University of Minnesota Sustains Endangered Indigenous Languages Through Immersion Housing
April 24, 2023

​When deciding where to live, University of Minnesota Twin Cities (UMN) students can opt for housing where they will speak primarily in a Native American language. Last fall, the university launched a Dakota-language living learning community, joining the Ojibwe immersion house that debuted two years earlier.

In recent years UMN, an ACE member, has expanded its efforts to preserve Minnesota’s indigenous languages. The university introduced a major in Ojibwe in 2016 and Dakota in 2022. The immersion houses, the first of their kind at a non-tribal college, complement these degrees, enabling students to express themselves through the languages to an extent that classroom instruction alone would not achieve.

“One of the things we know about language learning in general is that language in the home is a really important aspect in terms of really being able to speak and talk about every single aspect of life,” Zoe Brown, an Ojibwe language teaching specialist, told Inside Higher Ed. “What the students are able to do is really live together and take the language home.”

Students must take a year of Ojibwe courses before they can live in the Ojibwe immersion house, or the Ojibwewigamig, and they cannot speak English while they are there. Because the Dakota major is so new, students who have just started learning the language can live in the Dakota language house, and they can use English if they get stuck.

UMN’s Department of American Indian Studies estimates that fewer than 700 first-language Ojibwe speakers and just eight first-language Dakota speakers remain in Minnesota, most of whom are elders. These figures reflect national trends. Without significant intervention, nearly all Native American languages will be extinct by 2050, according to The Language Conservancy, an organization that studies and prevents language loss.

“We dont want [Dakota] to become something that remains in books and recordings only. We’re all racing against time,” Šišóka Dúta, a Dakota language teaching specialist, told the Star Tribune. Dúta himself learned to speak Dakota as a student at the university.

The dire state of Dakota, Ojibwe, and other Native American languages is largely a result of over a century of forcible assimilation enacted by the U.S. government. Between 1819 and 1969, the federal government compelled Native American children to attend boarding schools that forbade speaking non-English languages and violently punished students who disobeyed. Fear and trauma led countless parents not to teach their children the languages their communities had spoken for hundreds of years.

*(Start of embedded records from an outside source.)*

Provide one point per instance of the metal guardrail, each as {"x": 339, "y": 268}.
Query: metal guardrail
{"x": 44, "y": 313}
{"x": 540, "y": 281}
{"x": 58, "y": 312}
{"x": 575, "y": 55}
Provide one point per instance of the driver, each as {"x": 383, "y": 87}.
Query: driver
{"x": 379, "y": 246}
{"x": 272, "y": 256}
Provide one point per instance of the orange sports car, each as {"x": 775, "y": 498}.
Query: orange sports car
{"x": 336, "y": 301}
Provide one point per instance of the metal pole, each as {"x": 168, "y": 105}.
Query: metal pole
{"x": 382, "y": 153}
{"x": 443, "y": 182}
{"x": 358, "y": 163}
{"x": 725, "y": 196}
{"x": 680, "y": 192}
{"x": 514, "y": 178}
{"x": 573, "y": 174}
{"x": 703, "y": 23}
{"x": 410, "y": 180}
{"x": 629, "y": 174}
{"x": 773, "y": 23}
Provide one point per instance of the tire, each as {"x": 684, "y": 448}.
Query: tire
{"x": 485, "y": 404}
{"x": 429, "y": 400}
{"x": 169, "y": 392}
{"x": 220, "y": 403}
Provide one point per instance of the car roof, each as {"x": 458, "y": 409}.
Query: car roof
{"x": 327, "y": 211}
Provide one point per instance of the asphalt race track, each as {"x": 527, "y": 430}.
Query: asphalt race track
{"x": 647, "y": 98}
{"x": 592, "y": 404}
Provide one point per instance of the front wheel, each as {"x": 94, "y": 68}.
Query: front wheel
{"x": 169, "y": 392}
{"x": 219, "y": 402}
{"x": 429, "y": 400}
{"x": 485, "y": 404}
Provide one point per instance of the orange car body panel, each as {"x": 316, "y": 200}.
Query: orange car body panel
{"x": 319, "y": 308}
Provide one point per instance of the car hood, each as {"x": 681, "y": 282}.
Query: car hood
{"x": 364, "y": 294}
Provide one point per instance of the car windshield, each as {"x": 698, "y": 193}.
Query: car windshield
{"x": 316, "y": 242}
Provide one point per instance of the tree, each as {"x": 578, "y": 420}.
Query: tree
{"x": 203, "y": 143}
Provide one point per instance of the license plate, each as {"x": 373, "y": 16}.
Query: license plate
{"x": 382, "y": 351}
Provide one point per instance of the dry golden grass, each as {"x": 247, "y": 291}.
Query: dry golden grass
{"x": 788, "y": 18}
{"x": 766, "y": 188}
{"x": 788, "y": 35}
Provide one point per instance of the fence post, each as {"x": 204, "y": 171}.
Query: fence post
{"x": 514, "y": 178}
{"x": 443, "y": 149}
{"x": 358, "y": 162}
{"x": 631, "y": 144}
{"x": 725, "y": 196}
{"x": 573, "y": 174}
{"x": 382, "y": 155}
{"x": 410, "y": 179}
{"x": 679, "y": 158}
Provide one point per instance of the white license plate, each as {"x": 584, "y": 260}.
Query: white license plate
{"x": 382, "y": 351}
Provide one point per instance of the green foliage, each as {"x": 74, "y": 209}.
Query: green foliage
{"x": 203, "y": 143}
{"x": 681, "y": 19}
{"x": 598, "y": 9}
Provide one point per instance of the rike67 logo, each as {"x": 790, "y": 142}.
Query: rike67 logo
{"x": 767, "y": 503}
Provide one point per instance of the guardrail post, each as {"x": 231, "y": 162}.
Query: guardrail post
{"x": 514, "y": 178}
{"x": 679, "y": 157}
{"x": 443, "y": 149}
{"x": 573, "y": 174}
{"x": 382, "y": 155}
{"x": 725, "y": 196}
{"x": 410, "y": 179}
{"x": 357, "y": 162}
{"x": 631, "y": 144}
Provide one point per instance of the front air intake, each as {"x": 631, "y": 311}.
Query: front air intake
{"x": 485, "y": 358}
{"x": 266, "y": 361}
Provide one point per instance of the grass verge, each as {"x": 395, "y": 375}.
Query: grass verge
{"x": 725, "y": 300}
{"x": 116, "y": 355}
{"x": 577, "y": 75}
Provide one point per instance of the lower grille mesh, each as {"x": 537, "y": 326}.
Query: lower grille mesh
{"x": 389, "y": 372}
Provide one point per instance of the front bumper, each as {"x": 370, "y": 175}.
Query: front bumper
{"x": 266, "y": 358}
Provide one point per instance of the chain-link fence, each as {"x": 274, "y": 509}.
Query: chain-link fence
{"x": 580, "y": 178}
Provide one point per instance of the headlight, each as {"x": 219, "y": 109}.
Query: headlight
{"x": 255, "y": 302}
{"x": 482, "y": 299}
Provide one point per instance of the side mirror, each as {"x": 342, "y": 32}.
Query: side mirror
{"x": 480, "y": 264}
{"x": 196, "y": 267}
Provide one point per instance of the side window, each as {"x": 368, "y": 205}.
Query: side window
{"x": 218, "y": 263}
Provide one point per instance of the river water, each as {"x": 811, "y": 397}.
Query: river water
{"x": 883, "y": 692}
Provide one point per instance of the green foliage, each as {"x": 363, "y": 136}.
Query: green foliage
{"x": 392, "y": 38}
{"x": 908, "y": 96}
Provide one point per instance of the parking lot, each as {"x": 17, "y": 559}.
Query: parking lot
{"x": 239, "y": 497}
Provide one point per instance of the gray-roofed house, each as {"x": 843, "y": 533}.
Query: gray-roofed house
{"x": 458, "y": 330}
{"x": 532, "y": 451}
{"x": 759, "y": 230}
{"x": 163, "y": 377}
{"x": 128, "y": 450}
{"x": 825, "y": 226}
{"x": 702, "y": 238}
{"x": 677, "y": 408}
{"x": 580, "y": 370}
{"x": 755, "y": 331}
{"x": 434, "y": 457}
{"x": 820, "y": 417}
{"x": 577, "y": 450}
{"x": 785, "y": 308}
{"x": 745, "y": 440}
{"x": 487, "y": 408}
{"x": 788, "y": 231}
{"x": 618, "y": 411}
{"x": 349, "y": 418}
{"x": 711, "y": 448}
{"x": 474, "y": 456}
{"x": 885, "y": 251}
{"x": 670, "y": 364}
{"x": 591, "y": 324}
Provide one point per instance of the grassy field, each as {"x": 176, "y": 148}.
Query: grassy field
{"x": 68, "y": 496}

College is thus many Native Americans’ first chance to learn their indigenous languages. However, only 17 percent of college-age Native Americans are enrolled in college nationally, lagging behind all other ethnic and racial groups.

UMN is aiming to remove barriers preventing Native students from reconnecting with their heritage. The university offers tuition assistance to members of Minnesota’s indigenous tribes, and obtained a grant that covers 90 percent of tuition and fees for students studying Ojibwe and Dakota. These efforts are paying off: over the past decade, Native American enrollment both at the university and in its indigenous language courses has climbed significantly.

“Theres such a huge base of second-language learners and support for people like me who want to work on this kind of stuff. Back home on the reservation, you would expect that, and there is support for it, but I feel like, leaps and bounds, this is ahead of that,” Dustin Morrow, a linguistics master’s student who lives in the Ojibwewigamig, told APM Reports.

The university hopes that students who live in the immersion houses will emerge feeling responsible for their languages’ survival and capable of passing their languages on.

“That’s the end goal here,” Brendan Kishketon, an Ojibwe language professor, told The Minnesota Daily. “That they become so highly proficient that when they graduate and start having a family…that they can speak to their own kids in the language, thereby perpetuating the language, saving the language.”